# Bacara Resort, Santa Barbara CA



## Martinis at 8 (Apr 14, 2006)

Anyone been to this resort? Possible business/pleasure weekend coming up in December which will be in the area.

M8


----------



## Martinis at 8 (Apr 14, 2006)

Hmmm. Research indicates that the Four Seaons in Santa Barbara is a better deal. We will book there.

M8


----------



## Full Canvas (Feb 16, 2006)

Martinis at 8 said:


> Hmmm. Research indicates that the Four Seaons in Santa Barbara is a better deal. We will book there.
> 
> M8


Bacara is well more than six miles from Santa Barbara proper. It's located north of the university and the Goleta airport *adjacent to the railroad tracks*. If you want relative isolation, you'll find it there. 

Your selection of the old Biltmore is probably wiser. You won't feel marooned as you might at Bacara. Since Four Seasons took over the administration of the Biltmore, the service and facility maintenance are only better than ever.

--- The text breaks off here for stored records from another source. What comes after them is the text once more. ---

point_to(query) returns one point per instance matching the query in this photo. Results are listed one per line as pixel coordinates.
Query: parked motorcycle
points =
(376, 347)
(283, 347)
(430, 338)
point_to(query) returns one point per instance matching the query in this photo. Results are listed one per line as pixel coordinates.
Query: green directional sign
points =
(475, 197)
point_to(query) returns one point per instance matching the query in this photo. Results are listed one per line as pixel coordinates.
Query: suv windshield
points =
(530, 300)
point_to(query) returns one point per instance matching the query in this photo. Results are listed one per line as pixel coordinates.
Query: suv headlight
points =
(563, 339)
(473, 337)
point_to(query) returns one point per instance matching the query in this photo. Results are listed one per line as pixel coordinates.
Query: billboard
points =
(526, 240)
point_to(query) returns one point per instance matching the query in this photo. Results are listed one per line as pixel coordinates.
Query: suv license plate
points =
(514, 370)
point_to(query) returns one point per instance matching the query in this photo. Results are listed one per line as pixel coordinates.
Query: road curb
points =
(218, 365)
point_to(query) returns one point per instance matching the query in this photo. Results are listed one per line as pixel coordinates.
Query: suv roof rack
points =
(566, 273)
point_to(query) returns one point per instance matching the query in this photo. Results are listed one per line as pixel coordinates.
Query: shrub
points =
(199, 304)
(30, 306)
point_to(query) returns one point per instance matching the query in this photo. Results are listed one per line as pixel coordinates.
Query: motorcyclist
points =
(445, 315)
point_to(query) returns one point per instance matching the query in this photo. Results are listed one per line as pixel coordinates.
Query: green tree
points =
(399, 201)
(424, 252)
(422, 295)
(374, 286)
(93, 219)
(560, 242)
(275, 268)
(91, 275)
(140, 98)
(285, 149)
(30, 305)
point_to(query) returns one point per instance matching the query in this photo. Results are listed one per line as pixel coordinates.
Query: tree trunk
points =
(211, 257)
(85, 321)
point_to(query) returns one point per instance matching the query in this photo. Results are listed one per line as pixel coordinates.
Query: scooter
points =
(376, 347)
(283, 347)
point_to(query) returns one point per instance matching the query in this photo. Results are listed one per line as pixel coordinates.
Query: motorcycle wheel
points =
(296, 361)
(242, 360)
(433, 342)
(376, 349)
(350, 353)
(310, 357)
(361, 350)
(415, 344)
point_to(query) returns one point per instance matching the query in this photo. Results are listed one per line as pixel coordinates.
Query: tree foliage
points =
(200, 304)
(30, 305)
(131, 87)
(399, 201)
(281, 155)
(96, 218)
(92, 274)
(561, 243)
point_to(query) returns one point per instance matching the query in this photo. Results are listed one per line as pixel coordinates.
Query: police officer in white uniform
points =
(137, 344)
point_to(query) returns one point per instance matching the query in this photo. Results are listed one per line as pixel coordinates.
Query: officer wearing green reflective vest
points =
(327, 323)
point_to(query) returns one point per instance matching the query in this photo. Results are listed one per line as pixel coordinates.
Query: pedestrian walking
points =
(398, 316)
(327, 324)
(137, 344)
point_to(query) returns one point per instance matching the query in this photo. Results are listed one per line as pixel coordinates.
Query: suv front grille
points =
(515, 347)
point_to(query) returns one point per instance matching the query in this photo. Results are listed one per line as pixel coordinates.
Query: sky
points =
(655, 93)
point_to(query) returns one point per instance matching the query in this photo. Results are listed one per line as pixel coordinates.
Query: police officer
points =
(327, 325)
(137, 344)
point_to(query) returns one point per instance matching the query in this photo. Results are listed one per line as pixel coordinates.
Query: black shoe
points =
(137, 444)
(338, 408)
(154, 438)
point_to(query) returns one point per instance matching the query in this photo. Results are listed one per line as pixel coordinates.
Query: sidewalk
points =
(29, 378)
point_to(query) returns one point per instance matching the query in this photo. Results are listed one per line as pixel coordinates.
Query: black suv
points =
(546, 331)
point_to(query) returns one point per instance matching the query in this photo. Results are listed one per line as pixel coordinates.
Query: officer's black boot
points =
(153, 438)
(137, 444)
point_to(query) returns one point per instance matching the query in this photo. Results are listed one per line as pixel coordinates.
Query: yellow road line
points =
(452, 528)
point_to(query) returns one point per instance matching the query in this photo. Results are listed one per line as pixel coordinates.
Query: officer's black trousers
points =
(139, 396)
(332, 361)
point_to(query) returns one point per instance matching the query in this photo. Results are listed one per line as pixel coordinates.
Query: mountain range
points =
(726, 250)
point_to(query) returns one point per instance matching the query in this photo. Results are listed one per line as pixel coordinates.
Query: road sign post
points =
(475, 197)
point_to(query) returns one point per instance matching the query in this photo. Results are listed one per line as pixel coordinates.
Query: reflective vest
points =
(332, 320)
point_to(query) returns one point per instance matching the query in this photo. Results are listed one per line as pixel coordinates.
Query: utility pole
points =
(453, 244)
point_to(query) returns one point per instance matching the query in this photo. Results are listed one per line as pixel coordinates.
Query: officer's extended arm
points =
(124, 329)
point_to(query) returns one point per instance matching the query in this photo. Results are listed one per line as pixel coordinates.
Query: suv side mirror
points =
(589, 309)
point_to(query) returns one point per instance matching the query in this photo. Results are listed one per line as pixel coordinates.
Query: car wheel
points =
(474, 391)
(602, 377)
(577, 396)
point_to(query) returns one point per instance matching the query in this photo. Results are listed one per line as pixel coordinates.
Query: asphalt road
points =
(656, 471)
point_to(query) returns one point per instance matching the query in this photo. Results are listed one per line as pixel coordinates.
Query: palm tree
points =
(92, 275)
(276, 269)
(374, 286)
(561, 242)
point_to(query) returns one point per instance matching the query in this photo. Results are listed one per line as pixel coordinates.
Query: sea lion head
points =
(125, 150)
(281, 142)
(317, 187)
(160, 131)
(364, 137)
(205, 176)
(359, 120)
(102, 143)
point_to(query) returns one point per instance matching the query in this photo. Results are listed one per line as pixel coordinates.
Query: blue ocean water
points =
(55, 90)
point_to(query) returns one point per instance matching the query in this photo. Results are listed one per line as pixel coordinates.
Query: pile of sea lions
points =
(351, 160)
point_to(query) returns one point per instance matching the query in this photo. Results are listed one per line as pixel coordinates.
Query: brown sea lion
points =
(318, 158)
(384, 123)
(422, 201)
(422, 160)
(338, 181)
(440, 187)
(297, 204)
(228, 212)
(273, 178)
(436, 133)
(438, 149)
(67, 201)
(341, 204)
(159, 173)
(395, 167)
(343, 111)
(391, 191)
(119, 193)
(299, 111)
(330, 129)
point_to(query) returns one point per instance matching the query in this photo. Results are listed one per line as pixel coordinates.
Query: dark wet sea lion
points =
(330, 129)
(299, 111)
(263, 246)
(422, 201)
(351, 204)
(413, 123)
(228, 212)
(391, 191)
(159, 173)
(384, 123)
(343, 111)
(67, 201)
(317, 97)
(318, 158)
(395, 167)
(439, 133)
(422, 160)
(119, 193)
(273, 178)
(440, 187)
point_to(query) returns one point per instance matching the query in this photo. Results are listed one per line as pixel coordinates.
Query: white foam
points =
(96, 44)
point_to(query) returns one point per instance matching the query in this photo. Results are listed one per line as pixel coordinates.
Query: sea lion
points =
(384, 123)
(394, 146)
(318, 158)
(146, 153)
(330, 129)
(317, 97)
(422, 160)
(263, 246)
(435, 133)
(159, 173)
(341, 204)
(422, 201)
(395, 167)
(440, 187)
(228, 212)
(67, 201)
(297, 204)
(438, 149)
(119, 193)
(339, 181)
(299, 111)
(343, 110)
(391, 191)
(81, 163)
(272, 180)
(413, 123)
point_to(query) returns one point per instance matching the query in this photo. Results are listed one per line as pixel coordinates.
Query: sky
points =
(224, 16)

If you want something with smaller scale up on the hillside in a more intimate setting, _*El Encanto*_ is quite charming. We prefer to stay in one of the private villas rather than the main buildings. _*El Encanto*_ is located above the old mission. It's only a three minute drive from the town. 

___________________________________


----------



## Martinis at 8 (Apr 14, 2006)

FC,

What a great tip! Thanks. I will research it some more.

Cheers,

M8


----------